After therapy for giardiasis, if the symptoms of the disease persist, three stool tests should be performed after 3-4 weeks at intervals of 2-3 days (in some patients, as a result of the infestation, lactose intolerance may develop, which persists for several weeks or several months and resembles the symptoms of giardiasis) .

For mixed infections, Klion in the form of a solution for infusion can be used together with parenteral antibiotics, but the drugs cannot be mixed with each other.

Metronidazole solution for intravenous drip administration is prohibited from mixing with any other medications.

Impact on the ability to drive vehicles and complex mechanisms

If during treatment with Klion the patient experiences adverse reactions from the nervous system, he should stop driving and perform other potentially dangerous and complex work.

Analogs

Instead of Klion D, you can use the following analogues:

1. Vagisept is a combination drug that is produced in vaginal suppositories. They contain metronidazole and fluconazole as active ingredients. The drug has a wide spectrum of action, but it cannot be prescribed to children, pregnant and lactating patients (you can return to breastfeeding only 2 days after completion of treatment).
2. Vagiferon is a combination medication produced in vaginal suppositories. Its active components are interferon, metronidazole and fluconazole. The drug has antibacterial, antimycotic, antiprotozoal and immunostimulating effects. Suppositories are prohibited for use in pediatrics, throughout pregnancy and during lactation.
3. Ginalgin is available in vaginal tablets and is used as a combined antimicrobial agent in gynecology. Its active ingredients are chloroquinaldol and metronidazole. The drug is effective against protozoa, fungi and bacteria.
4. Neo-penotran forte L is a combination drug whose active ingredients are lidocaine, miconazole and metronidazole. Unlike the drug Klion D, Neo-penotran forte L has an additional analgesic effect, but it cannot be prescribed to patients under 18 years of age.

Drug interactions

Klion can interact with other drugs, changing their pharmacodynamic and pharmacokinetic properties:

• oral anticoagulants: the effect of oral anticoagulants may be enhanced (their dose adjustment is required);
• lithium preparations: the concentration of lithium in plasma may increase (it is necessary to reduce the dose of lithium-containing drugs or temporarily stop therapy);
• cyclosporine: possible increase in plasma concentration of cyclosporine;
• fluorouracil: the clearance of fluorouracil decreases and its toxicity increases;
• solutions containing sodium salts: sodium retention in the body is possible.
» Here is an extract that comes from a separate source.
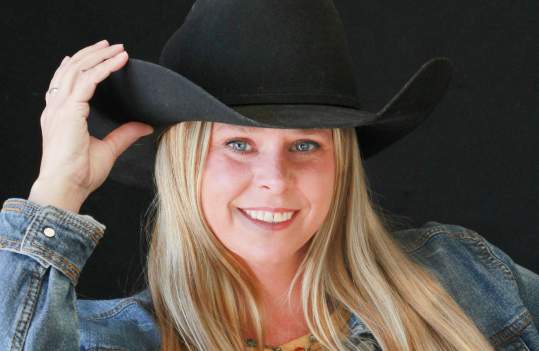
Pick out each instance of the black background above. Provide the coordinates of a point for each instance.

Some drugs and substances affect the therapeutic properties and pharmacokinetics of metronidazole itself:

• cimetidine: inhibits the metabolism of metronidazole, increasing its concentration in the serum (increases the risk of side effects);
• phenobarbital, phenytoin and other inducers of microsomal oxidation enzymes in the liver: it is possible to accelerate the elimination of metronidazole and reduce its plasma concentration;
• alcohol: disulfiram-like reactions occur (vomiting, nausea, headache, skin flushing, abdominal cramps);
• disulfiram: additive effects develop, confusion may occur (joint use is prohibited).
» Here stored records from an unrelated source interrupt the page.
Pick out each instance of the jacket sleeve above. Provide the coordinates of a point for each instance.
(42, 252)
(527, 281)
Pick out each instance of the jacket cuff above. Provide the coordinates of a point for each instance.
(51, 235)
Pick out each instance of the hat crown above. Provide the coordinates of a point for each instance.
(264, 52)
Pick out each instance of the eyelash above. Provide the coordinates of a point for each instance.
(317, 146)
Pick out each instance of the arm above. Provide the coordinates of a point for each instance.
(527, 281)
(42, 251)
While taking Klion, difficulties may arise in correctly determining the activity of lactate dehydrogenase, liver enzymes and the concentration of triglycerides in the blood.
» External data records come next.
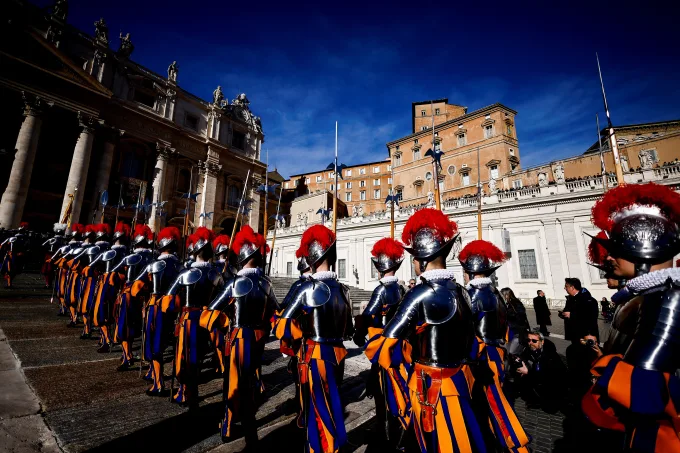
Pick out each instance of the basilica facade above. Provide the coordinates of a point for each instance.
(82, 119)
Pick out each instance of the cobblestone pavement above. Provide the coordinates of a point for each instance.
(90, 406)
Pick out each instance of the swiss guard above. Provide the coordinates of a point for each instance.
(109, 285)
(89, 278)
(193, 289)
(128, 309)
(321, 315)
(12, 250)
(387, 386)
(639, 387)
(436, 317)
(152, 284)
(249, 302)
(497, 419)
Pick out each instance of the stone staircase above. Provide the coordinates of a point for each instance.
(359, 297)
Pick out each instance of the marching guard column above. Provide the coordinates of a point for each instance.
(77, 176)
(164, 153)
(14, 197)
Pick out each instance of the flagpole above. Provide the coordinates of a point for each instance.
(271, 252)
(435, 165)
(479, 199)
(335, 191)
(599, 140)
(612, 136)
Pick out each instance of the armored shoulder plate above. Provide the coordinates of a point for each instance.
(190, 276)
(157, 267)
(133, 259)
(439, 301)
(314, 293)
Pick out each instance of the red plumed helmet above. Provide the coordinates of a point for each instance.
(620, 200)
(316, 242)
(597, 254)
(246, 243)
(122, 229)
(142, 233)
(482, 248)
(77, 228)
(389, 247)
(168, 236)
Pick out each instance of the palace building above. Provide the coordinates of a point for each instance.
(94, 121)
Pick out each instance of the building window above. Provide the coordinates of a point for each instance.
(191, 121)
(462, 141)
(342, 268)
(238, 140)
(374, 272)
(527, 264)
(493, 171)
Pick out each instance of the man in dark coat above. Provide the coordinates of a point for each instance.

Use of the drug Klion-d 100

Locally, for vaginitis caused by Trichomonas vaginalis , 1 tablet of the drug, moistened with water, is injected deep into the vagina once a day, in the evening before bed. The course of treatment is 10 days. At the same time, metronidazole is prescribed for oral administration (1 tablet during or immediately after meals, 2 times a day in the morning and evening). It is advisable to simultaneously treat the sexual partner with metronidazole (orally). If the effectiveness is insufficient, local treatment is continued for another 10 days. For candidal vaginitis, 1 tablet of the drug, moistened with water, is injected deep into the vagina once a day, in the evening before bed. The course of treatment is 10 days.